Example ```{r license} cff_obj <- cff_create("yaml") cat(cff_obj$license) pkg <- desc::desc(file.path(find.package("yaml"), "DESCRIPTION")) cat(pkg$get("License")) ```
[Back to summary](#summary). ### license-url This key is not extracted from the metadata of the package. See the description on the [Guide to CFF schema v1.2.0](https://github.com/citation-file-format/citation-file-format/blob/main/schema-guide.md#license-url). > - **description**: The URL of the license text under which the software or > dataset is licensed (only for non-standard licenses not included in the > [SPDX License > List](https://github.com/citation-file-format/citation-file-format/blob/main/schema-guide.md#definitionslicense-enum)). > > - **usage**: > > ``` yaml > license-url: "https://obscure-licenses.com?id=1234" > ``` [Back to summary](#summary). ### message This key is extracted from the `DESCRIPTION` field, specifically as: ```{r eval=FALSE} msg <- paste0( 'To cite package "', "NAME_OF_THE_PACKAGE", '" in publications use:' ) ```
Example ```{r message} cat(cff_create("jsonlite")$message) ```
[Back to summary](#summary). ### preferred-citation {#preferred-citation} This key is extracted from the `CITATION` file. If several references are provided, it would select the first citation as the `"preferred-citation"` and the rest of them as [references](#references).

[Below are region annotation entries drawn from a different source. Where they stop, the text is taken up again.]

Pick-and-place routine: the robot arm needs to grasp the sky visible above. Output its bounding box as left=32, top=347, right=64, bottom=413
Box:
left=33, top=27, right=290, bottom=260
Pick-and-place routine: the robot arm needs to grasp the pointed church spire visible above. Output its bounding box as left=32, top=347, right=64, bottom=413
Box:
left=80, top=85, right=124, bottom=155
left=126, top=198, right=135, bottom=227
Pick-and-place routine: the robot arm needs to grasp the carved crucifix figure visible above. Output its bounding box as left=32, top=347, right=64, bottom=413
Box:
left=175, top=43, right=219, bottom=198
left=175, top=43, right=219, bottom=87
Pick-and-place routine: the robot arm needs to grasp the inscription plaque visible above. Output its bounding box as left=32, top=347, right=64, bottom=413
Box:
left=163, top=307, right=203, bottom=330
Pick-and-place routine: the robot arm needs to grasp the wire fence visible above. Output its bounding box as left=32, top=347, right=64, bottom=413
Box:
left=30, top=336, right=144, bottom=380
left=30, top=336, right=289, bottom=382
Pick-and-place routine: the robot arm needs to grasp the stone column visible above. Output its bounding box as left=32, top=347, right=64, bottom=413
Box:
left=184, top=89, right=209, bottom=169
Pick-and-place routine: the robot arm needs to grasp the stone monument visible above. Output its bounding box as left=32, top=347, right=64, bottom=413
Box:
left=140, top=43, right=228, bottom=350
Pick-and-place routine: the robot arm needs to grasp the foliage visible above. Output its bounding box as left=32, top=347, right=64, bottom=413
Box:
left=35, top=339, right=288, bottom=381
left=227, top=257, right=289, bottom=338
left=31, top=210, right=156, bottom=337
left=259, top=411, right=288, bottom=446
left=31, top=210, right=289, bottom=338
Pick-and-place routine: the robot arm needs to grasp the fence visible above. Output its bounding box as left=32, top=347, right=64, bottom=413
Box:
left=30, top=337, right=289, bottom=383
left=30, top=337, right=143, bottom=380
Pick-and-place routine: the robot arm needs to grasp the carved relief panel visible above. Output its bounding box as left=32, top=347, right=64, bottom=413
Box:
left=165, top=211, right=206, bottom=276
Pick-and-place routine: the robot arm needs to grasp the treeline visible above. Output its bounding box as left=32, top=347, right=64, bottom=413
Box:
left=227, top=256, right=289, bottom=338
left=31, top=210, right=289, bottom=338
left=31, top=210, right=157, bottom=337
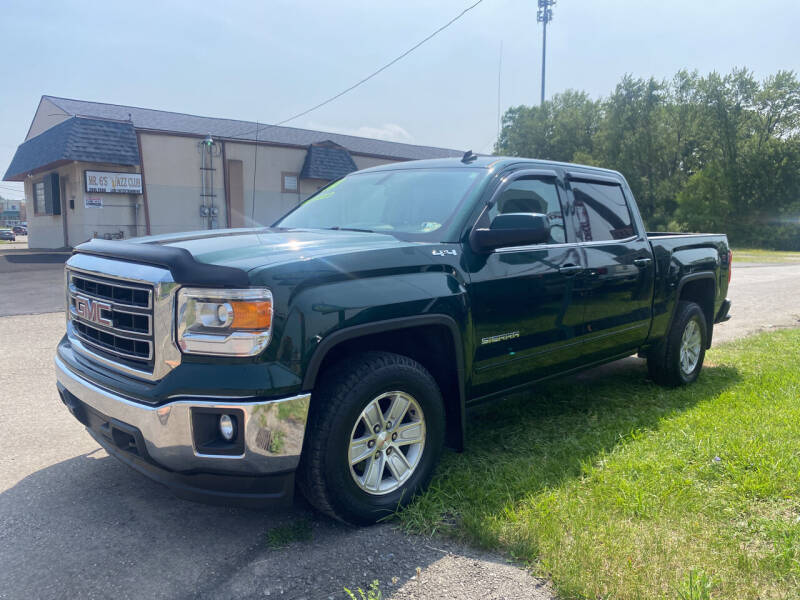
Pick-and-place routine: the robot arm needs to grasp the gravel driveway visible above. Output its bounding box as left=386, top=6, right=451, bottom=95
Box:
left=0, top=257, right=800, bottom=600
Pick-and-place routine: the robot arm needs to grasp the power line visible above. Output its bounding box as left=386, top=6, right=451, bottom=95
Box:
left=276, top=0, right=483, bottom=125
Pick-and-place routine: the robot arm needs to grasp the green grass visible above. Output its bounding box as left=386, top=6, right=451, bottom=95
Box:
left=267, top=519, right=311, bottom=550
left=400, top=330, right=800, bottom=600
left=733, top=248, right=800, bottom=265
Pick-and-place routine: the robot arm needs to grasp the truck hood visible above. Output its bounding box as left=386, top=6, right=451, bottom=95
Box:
left=141, top=229, right=426, bottom=271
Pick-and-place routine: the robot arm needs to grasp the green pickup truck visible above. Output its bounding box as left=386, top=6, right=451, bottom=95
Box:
left=55, top=153, right=731, bottom=524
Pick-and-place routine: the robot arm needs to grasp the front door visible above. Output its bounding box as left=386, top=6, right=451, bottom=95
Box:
left=467, top=171, right=583, bottom=398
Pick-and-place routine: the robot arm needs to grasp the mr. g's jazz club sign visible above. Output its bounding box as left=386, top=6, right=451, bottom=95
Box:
left=84, top=171, right=142, bottom=194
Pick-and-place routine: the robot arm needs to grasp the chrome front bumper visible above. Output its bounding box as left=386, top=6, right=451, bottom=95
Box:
left=55, top=356, right=311, bottom=476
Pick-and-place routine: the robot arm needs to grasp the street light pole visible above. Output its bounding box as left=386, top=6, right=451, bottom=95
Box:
left=536, top=0, right=556, bottom=106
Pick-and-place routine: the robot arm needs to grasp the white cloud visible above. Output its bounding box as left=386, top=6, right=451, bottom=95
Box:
left=304, top=121, right=414, bottom=144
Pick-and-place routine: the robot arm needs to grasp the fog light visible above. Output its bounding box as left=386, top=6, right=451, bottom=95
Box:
left=219, top=415, right=236, bottom=442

Example ```{r preferred-citation} cffobj <- cff_create("rmarkdown") cffobj$`preferred-citation` citation("rmarkdown")[1] ```
[Back to summary](#summary). ### references {#references} This key is extracted from the `CITATION` file if several references are provided. The first citation is considered as the [preferred-citation](#preferred-citation) and the rest of them as `"references"`. It also extracts the package dependencies and adds those to this fields using `citation(auto = TRUE)` on each dependency.
Example ```{r references} cffobj <- cff_create("rmarkdown") cffobj$references citation("rmarkdown")[-1] ```
[Back to summary](#summary). ### repository This key is extracted from the `"Repository"` field of the `DESCRIPTION` file. Usually, this field is auto-populated when a package is hosted on a repo (like **CRAN** or the [r-universe](https://r-universe.dev/)). For packages without this field on the `DESCRIPTION` (that is the typical case for an in-development package), **cffr** would try to search the package on any of the default repositories specified on `options("repos")`. In the case of [Bioconductor](https://bioconductor.org/) packages, those are identified if a ["biocViews"](https://contributions.bioconductor.org/description.html#biocviews) is present on the `DESCRIPTION` file. If **cffr** detects that the package is available on **CRAN**, it would return the canonical url form of the package (i.e. ).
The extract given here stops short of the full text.